Are we seeing the Last of Malaysia’s Rhinos?

Are we seeing the Last of Malaysia’s Rhinos?

A Sumatran rhino mother with her calf. Photo Credit: International Rhino Foundation

Malaysia has only two Sumatran rhinos left and both of them, a male and a female, are in captivity. It’s no surprise then that when Iman, the female, fell seriously ill recently her keepers became exceedingly concerned. Not long ago Puntung, another female rhino, had to be put down after a bout with skin cancer in Malaysia, reducing the country’s population of native rhinos from three to just two.

Thanks to round-the-clock care, Iman has started to improve, albeit she has not fully recovered and will likely require close attention for some time to come. Then again, both surviving rhinos will require close attention for the rest of their lives. With Sumatran rhinos declared extinct in the wild in Malaysia in 2015, the country’s only hope now lies in trying to bring the species back from extinction via an artificial breeding program overseen by the conservationist group Borneo Rhino Alliance and the Sabah Wildlife Department.
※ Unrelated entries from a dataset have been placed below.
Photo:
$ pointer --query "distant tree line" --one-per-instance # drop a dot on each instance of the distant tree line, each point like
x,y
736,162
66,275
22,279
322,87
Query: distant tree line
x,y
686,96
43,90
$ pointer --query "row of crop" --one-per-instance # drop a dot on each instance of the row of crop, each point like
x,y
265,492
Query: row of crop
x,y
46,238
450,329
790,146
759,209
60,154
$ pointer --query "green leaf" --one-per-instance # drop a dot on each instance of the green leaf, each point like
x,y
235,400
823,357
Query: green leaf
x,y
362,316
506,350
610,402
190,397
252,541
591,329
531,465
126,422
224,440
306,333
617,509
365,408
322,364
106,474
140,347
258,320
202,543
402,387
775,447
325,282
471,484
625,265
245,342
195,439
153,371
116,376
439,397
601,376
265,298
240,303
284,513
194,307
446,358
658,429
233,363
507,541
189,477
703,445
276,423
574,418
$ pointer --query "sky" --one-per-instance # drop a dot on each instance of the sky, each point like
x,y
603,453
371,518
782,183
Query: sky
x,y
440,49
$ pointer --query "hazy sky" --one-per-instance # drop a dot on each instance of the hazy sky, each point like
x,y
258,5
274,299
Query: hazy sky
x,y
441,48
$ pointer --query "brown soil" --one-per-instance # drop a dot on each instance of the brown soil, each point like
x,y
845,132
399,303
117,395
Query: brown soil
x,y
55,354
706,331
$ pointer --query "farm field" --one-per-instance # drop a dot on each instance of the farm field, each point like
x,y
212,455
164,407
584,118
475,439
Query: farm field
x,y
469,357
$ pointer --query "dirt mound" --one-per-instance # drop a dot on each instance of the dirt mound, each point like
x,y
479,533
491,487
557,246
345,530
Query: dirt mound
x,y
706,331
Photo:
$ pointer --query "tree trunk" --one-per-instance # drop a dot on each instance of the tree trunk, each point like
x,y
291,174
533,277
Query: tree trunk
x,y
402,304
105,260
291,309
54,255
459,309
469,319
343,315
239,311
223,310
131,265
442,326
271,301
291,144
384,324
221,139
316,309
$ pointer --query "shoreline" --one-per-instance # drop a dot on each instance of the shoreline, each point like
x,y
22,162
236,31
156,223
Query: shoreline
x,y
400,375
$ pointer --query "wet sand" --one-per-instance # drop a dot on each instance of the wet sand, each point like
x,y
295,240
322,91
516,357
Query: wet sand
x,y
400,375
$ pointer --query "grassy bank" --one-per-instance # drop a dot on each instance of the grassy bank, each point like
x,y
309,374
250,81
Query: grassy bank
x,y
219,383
Iman receives medical care at a facility run by the conservationist group Borneo Rhino Alliance. Photo Credit: BRA

Such programs have not been without their critics. These critics tend to argue that we should let nature take its course and that rather than try to “resurrect” critically endangered species in the lab artificially we should save them in the wild in the first place while there is still time.

The problem with this argument, of course, is that for species like the Sumatran rhino, of which as few as 50 may still be left in in the wild in neighboring Indonesia, that time has already run out. So we are left with the tools of modern cutting-edge science to try and right the wrongs we have done to species like rhinos by poaching them mercilessly into near-extinction.

“[A]dvances in animal cell and molecular biology are proceeding at a rapid pace,” explains Sabah Wildlife Department director Augustine Tuuga, who helps oversees a captive-breeding project in Sabah that seeks to create new offspring from the eggs and sperm of Malaysia’s last two rhinos, as well as the DNA of two other now-dead rhinos, like Puntung.

“[I]t has become possible to create sperm and eggs of mammals from the skin cells of the relevant species,” the wildlife expert elucidates. “If this had been possible 20 years ago, we could be producing Sumatran rhino embryos in vitro and potentially implanting the embryos into surrogate mother rhinos in another country.”

Captive breeding programs have worked wonders with some previously critically endangered species like China’s giant pandas, which have successfully been brought back from the edge of extinction. To be sure, Malaysia’s experts are facing an uphill battle what with there having been so few Sumatran rhinos (a mere four) whose cells could be harvested for their genomes in the hopes of using their DNA in in-vitro fertilization. But not all has been lost yet.

“The genomes of all four of the last Sumatran rhinos in Malaysia are kept in living cell cultures both overseas and locally,” Tuuga notes. “Puntung, for example, the female who was euthanized in June 2017, is still ‘alive’ in cell culture in Malaysia,” he adds. “We are building up Malaysian expertise in other essential skills such as conducting safe general anaesthesia for large mammals, collection of semen and eggs, and in vitro fertilization.”

Malaysian experts may yet be able to pull off a historic feat and resurrect the country’s Sumatran rhinos. Fingers crossed that they will succeed.